The analysis presented in this paper provides three new results. First, in Eq. 24, we have shown that the factorial moments of the age structure can be described by an equation that naturally generalizes the McKendrick-von Foerster equation. In particular, for population-independent birth, death, and fission rates we can determine the variance of the population size for specific age groups in a population, something that was not previously feasible without some form of approximation.

Second, in Eqs. 17 and 18, we develop a complete probabilistic description of a population undergoing a binary fission and death process. Although a general analytic solution to these systems can be written down (Eq. 40), it is difficult to calculate and further work is needed to identify analytic techniques or numerical schemes that can more readily provide solutions. The methods we have introduced can also be viewed as a continuum limit of matrix population models.

Third, we also outlined how to incorporate spatial dependence of birth and death into our age-structured kinetic theory. We considered only the simplest model of free diffusion in which individuals to not interact spatially. Spatially-mediated interactions can be incorporated by way of a “collision operator” in a full theory that treats both age and space kinetically.

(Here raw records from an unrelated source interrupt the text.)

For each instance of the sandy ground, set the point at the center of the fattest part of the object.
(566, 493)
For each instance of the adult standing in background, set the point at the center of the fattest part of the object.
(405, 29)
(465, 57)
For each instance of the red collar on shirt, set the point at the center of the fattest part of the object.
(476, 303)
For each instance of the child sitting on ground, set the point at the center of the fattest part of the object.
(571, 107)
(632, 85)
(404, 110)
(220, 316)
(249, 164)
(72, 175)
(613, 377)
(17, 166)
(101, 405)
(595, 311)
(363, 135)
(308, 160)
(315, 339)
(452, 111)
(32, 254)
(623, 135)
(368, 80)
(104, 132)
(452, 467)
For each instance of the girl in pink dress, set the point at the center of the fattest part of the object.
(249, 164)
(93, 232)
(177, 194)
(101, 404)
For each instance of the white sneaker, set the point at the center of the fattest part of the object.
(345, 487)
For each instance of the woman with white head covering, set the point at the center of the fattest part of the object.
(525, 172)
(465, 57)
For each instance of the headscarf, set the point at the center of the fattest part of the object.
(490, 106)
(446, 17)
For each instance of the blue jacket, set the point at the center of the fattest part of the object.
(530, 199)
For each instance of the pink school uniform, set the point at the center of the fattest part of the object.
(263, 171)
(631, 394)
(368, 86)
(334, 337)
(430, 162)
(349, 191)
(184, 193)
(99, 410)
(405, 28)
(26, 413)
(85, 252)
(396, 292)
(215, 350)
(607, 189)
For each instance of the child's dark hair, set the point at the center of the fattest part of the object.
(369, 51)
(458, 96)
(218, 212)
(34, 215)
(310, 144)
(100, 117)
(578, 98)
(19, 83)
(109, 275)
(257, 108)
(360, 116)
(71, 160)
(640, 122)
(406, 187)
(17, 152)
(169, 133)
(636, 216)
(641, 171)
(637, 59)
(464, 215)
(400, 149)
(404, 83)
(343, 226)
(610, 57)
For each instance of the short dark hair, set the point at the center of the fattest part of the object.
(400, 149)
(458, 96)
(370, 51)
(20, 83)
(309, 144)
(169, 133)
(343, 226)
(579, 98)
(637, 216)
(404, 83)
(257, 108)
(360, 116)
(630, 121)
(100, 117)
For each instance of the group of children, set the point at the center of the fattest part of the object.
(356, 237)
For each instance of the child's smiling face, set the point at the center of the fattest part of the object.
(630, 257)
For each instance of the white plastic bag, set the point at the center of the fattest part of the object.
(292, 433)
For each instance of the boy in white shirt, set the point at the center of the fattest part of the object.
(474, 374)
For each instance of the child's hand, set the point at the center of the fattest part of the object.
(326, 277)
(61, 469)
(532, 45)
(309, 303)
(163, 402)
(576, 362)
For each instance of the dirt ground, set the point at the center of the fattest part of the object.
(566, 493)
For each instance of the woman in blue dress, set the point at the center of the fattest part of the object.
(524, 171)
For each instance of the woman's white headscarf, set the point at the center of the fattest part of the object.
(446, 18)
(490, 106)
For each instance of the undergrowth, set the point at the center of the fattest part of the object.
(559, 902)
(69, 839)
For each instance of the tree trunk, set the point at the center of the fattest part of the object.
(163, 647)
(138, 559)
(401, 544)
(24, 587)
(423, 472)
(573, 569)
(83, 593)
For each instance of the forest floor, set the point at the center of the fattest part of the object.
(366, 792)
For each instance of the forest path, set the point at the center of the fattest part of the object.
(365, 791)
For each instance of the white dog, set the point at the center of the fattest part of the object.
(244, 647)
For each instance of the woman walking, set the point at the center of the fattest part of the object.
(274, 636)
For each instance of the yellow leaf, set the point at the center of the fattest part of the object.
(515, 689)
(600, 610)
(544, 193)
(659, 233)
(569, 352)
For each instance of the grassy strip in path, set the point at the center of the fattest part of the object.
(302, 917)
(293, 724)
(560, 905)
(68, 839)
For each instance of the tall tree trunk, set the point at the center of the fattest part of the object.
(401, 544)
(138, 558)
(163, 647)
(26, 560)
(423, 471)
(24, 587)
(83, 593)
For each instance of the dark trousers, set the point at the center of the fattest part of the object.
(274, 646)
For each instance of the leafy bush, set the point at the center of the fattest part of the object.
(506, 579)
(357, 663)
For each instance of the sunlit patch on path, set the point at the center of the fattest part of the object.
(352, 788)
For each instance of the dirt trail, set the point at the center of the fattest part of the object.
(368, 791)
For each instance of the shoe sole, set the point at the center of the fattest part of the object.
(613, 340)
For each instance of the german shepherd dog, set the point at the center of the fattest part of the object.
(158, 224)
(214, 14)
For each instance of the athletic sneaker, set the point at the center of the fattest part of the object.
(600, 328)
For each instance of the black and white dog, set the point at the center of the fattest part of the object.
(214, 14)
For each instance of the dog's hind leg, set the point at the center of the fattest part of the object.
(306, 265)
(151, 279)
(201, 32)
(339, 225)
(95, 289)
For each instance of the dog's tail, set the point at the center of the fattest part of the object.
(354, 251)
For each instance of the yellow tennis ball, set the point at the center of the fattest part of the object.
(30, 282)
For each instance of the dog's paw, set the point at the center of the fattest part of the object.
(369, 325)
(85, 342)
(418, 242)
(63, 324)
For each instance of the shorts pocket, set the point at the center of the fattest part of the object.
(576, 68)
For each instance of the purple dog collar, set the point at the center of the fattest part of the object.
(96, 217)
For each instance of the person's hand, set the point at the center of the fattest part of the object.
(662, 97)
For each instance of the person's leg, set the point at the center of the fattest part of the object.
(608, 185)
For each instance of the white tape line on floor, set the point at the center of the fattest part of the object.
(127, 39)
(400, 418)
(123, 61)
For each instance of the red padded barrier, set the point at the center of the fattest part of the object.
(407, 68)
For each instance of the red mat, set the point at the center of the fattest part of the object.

Finally, we note that the overall structure of our model is semi-Markov. That is, birth, death, and fission rates depend on only the time since birth of an individual and not on, for example, the number of generations removed from a founder. Such lineage aging processes are often important in cell biology e.g., the Hayflick limit [21]) and would require extension of our state space to include generational class [52]. These extensions will be explored in future work.